4.Bone marroe and stem cell transplantation
Transplanting bone marrow and stem cells is essential for treating thalassaemia, particularly beta-thalassemia major, which may be cured. The only effective treatment for transfusion-dependent thalassaemia major is allogeneic haematopoietic stem cell transplantation (allo-HSCT), and improvements in donor sources and conditioning regimens improve patient outcomes and quality of life. According to research, adding haploidentical related donors to the donor pool and using cutting-edge pharmacologic techniques have greatly increased the safety and effectiveness of HSCT in thalassaemia patients, resulting in excellent survival rates and a decrease in graft failures. Furthermore, research on the co-transplantation of mesenchymal stem cells (MSCs) and haematopoietic stem cells (HSCs) in patients with thalassaemia major shows that although MSC co-transplantation did not significantly alter transplantation results, it also does not significantly improve the alleviation of liver fibrosis.
5.Gene therapy
By fixing the genetic flaw in haematopoietic stem cells, gene therapy has become a viable thalassaemia treatment that may lead to transfusion independence. Promising outcomes have been observed in clinical trials employing editing technologies such as CRISPR/Cas9 to increase foetal haemoglobin synthesis and lentiviral vectors to add functional beta-globin genes. Following gene therapy, some patients have improved their quality of life and become transfusion independent. However, there are still issues with maximising safety and effectiveness, such as the high expense of this novel therapeutic strategy and the possibility of subsequent haematological cancers. Using autologous CD34+ cells transduced with the LentiGlobin BB305 vector, which encodes a modified β-globin gene (HbAT87Q), a study evaluated the safety and effectiveness of gene therapy for 22 patients with transfusion-dependent β-thalassemia.
SUPPORTIVE CARE
Numerous studies have shown that proper diet is essential for thalassaemia patients to ensure healthy growth and development. Bone abnormalities, endocrine problems, and psychological difficulties are common complications for patients with thalassaemia, underscoring the need for comprehensive care involving experts in haematology, endocrinology, cardiology, and psychology. The pathophysiology of thalassaemia is greatly influenced by nutritional deficiencies, especially iron and folate, which have an impact on vitamin levels, body composition, and general health.

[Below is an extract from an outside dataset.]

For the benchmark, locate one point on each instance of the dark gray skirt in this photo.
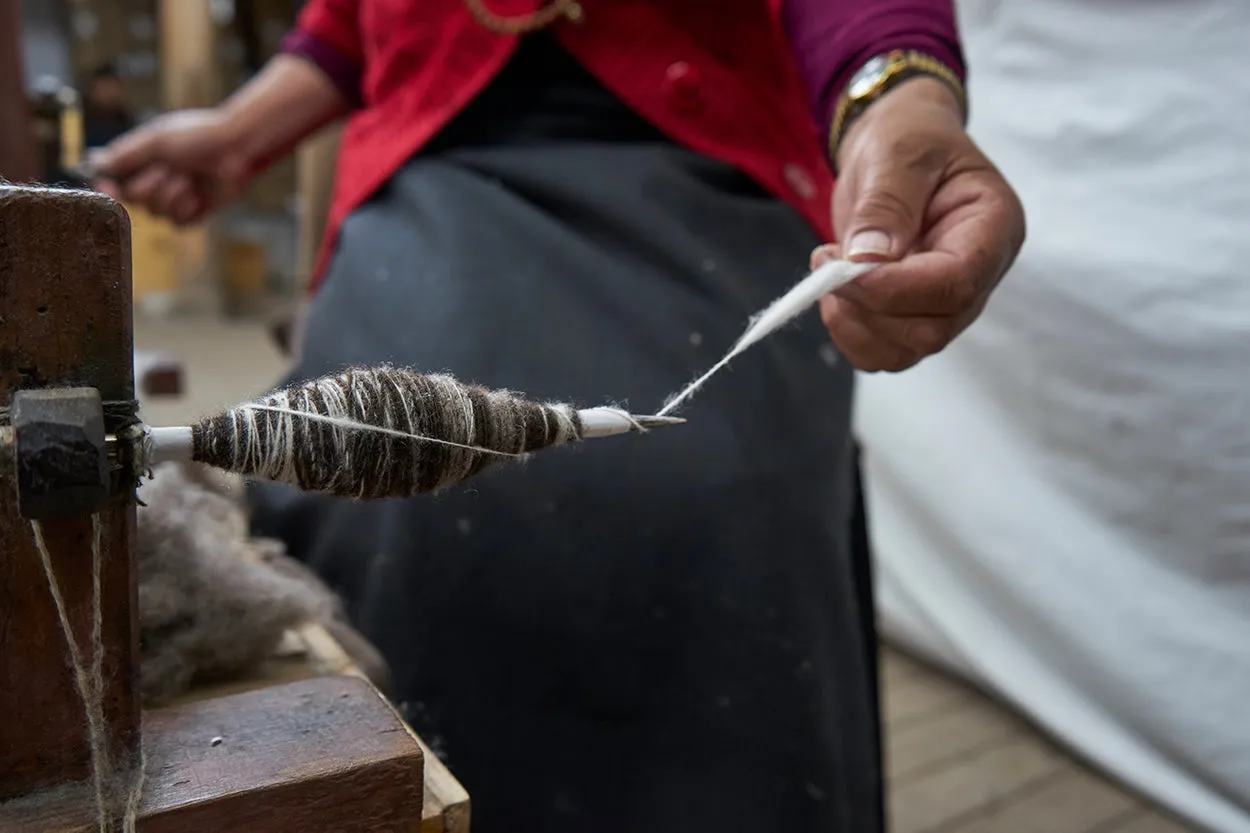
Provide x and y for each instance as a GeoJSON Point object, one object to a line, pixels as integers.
{"type": "Point", "coordinates": [646, 634]}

The quality of life for people with thalassaemia can be improved by reducing development delays and comorbidities through the early diagnosis of dietary abnormalities and multidisciplinary care.
CONCLUSION
A complicated and multidimensional hereditary condition, thalassaemia has a big impact on people, families, and healthcare systems all over the world. Thalassaemia still poses difficulties that call for a coordinated effort by medical professionals, legislators, researchers, and advocacy groups to successfully address, despite improvements in our knowledge of its pathophysiology, diagnosis, and therapy. The management of thalassaemia includes a range of interventions intended to improve patient outcomes, improve quality of life, and eventually find a cure for this chronic condition. These interventions range from early detection through universal screening programs to comprehensive multidisciplinary care and creative therapeutic approaches. There is still much to be done to guarantee fair access to healthcare services, lessen the burden of disease, and promote the psychosocial well-being of people with thalassaemia and their families, despite advancements in fields like gene therapy, iron chelation therapy, and supportive care.